Abend: Well, I think it's a really exciting time. You know, there's always going to be challenges, but I like to talk about what you can do about those challenges. I think as an industry as a whole, you know, honestly, there's going to be some changes around how we build things securely from the start. And that's where everyone wants to get, how do we, not just sort of hold people accountable, but actually get them excited and knowledgeable about doing it. One thing that I've noticed is that we've not done a great job and need to do a better job of actually explaining what the tailored and specific accountabilities are for every single member of the C-suite. I think about it, if you're the chief marketing officer, digital trust in your brand is really important. So how do we help you understand what that accountability looks like from a cyber perspective? And then empower and enable not just you but your entire team, so that when you're held accountable as a chief marketing officer on that, it's actually real for you and then taking that and moving to the chief human risk officer, moving to the chief financial officer, etc. So I'm really excited about that change.
Delaney: Well, I know that Accenture has news to announce this week. Can you spill the beans?
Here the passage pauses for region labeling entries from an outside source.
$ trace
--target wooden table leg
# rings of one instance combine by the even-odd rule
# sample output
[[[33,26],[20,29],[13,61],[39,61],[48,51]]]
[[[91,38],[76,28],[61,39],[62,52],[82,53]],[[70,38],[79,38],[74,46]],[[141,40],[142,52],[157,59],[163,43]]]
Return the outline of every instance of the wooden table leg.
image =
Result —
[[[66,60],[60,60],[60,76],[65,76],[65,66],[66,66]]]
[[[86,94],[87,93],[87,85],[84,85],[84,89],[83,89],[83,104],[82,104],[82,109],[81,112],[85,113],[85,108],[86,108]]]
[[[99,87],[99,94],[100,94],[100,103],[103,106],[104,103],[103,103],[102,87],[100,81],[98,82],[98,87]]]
Abend: Yeah, it's a big RSA for us. And I'm really excited about it. At RSA, we will be announcing a new partnership with Google. And that partnership will actually help us leverage Google's chronicle capability, which is all about data analytics. And I think they're known for that data analytics capability to further empower our managed detection and response capability. And I'm really excited about that, the future of using large language models to really expand and make the speed of what we do in that MxDR capability come alive for all of our clients in a really big way. Additionally, I think most people know that Google acquired Mandiant, and Accenture is partnering with Mandiant on crisis management response, incident response and threat intelligence. And I think the power of all this coming together, it's going to really be a game changer for our clients. The second thing we're announcing is in terms of our partnership with Palo Alto Networks. And this is exciting as well, because so much of what has changed is really that hybrid remote work environment. And you're talking about so many devices all throughout the world. And it's really hard to understand how to secure all of that. People talk about SASE and securing these edge capabilities. And we're really bringing new intellectual capability to that around diagnostics, and really cutting through the noise of all of that, signal to really identify where are your weakest points, and what do you need to do to make sure you're focused on closing those vulnerabilities fastest.
Delaney: All this news certainly reflects the theme of the event, 'Stronger Together'. So Valerie, this has been excellent. Thank you so much for sharing your expertise.
Abend: Thank you for the opportunity, and I really enjoyed it. Thanks.
Delaney: Thank you so much for watching. For ISMG, I'm Anna Delaney.